Dollar Tree misses bottom line expectations; Set to close 970 stores
AInvestWednesday, Mar 13, 2024 9:41 am ET
3min read

Dollar Tree (DLTR), a leading discount retail chain, recently reported its earnings for the fourth quarter of the fiscal year. The company missed the top and bottom-line expectations and provided guidance that fell short of consensus. The news has weighed on shares as the stock is down 10% in the pre-market, erasing nearly all of February"s gains. 

The company announced Q4 (Jan) earnings of $2.55 per share, which was $0.12 worse than the consensus of $2.67. Revenues for the quarter rose 11.9% year-over-year to $8.63 billion, slightly missing the consensus of $8.66 billion. 

Enterprise same-store net sales increased 3.0%, driven by a 4.6% increase in traffic, partially offset by a 1.5% decline in average ticket. Dollar Tree same-store net sales increased 6.3 %, fueled by a 7.1% increase in traffic, partially offset by a 0.7% decline in average ticket. Family Dollar's same-store net sales decreased 1.2%, with a 0.7% increase in traffic being partially offset by a 2.0% decline in average ticket. 

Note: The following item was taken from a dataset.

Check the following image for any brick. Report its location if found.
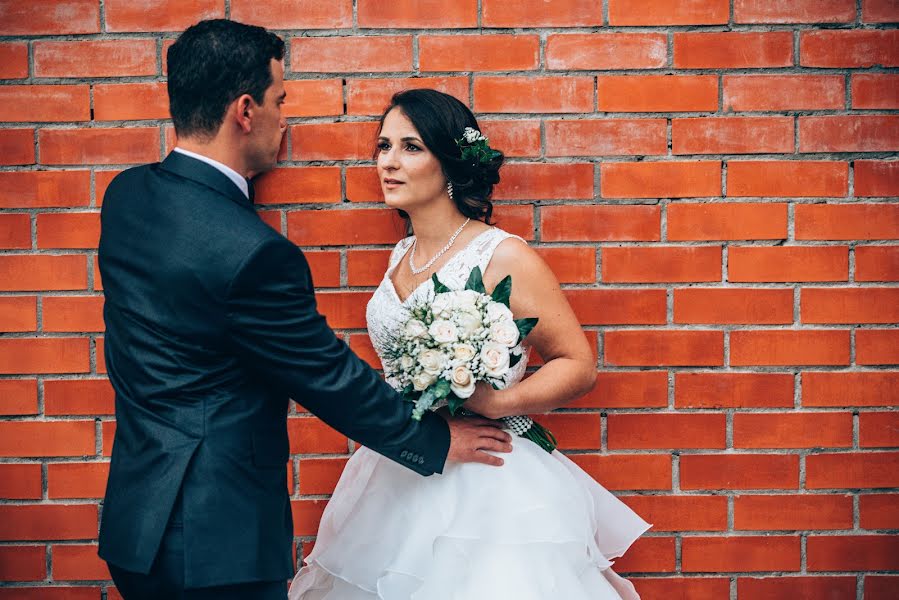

Gross profit increased 16.2% to $2.77 billion and gross margin expanded 120 basis points to 32.1%. Gross margin expansion was driven by lower freight costs, sales leverage, the impact of the 53rd week in fiscal 2023, and higher allowances, offset by product cost inflation, unfavorable sales mix, elevated shrink, and higher distribution and markdown costs. On a non-GAAP basis, which excludes distribution and markdown costs related to the store portfolio optimization review, adjusted gross profit increased 19.8% to $2.86 billion and adjusted gross margin expanded 220 basis points to 33.1%.

Selling, general and administrative expenses were 54.0% of total revenue, compared to 22.9%. The increase was due to a non-cash goodwill impairment charge, a non-cash trade name impairment charge, a non-cash store asset impairment charge, a litigation charge, unfavorable development of general liability claims, labor investments in store and field payroll, investments in repairs and maintenance, and higher depreciation and amortization, partially offset by sales leverage, the impact of the 53rd week in fiscal 2023, and lower utility costs. On a non-GAAP basis, which excludes the impairment and litigation charges, adjusted selling, general and administrative costs were 24.4% of total revenue.

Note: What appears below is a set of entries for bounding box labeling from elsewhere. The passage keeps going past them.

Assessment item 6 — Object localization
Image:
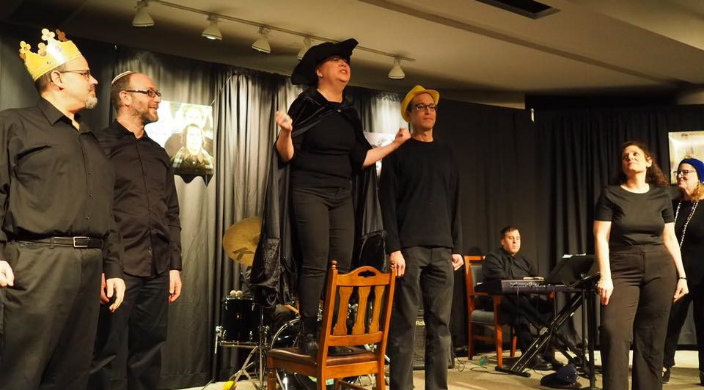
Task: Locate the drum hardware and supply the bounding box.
[213,298,269,389]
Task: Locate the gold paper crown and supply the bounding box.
[20,28,81,81]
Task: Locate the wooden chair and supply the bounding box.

The company issued guidance for Q1, expecting EPS of $1.33 to $1.48, well below expectations of $1.71. Revenues for the quarter are expected to be in the range of $7.6 to $7.9 billion, also missing the consensus of $7.68 billion. The guidance is based on a low-to-mid-single digit increase in same-store sales for the enterprise and the Dollar Tree segment, and approximately flat same-store sales growth for the Family Dollar segment. 

For the full fiscal year 2025, the company expects EPS to range from $6.70 to $7.30, which is in line with the consensus of $7.04. Revenues for the year are expected to be in the range of $31.0 to $32.0 billion, placing the midpoint slightly below Street expectations of $31.72 billion.  The company anticipates delivering a low-to-mid-single digit comparable store net sales increase for the year, comprised of a mid-single-digit increase in the Dollar Tree segment and a low-single-digit increase in the Family Dollar segment. 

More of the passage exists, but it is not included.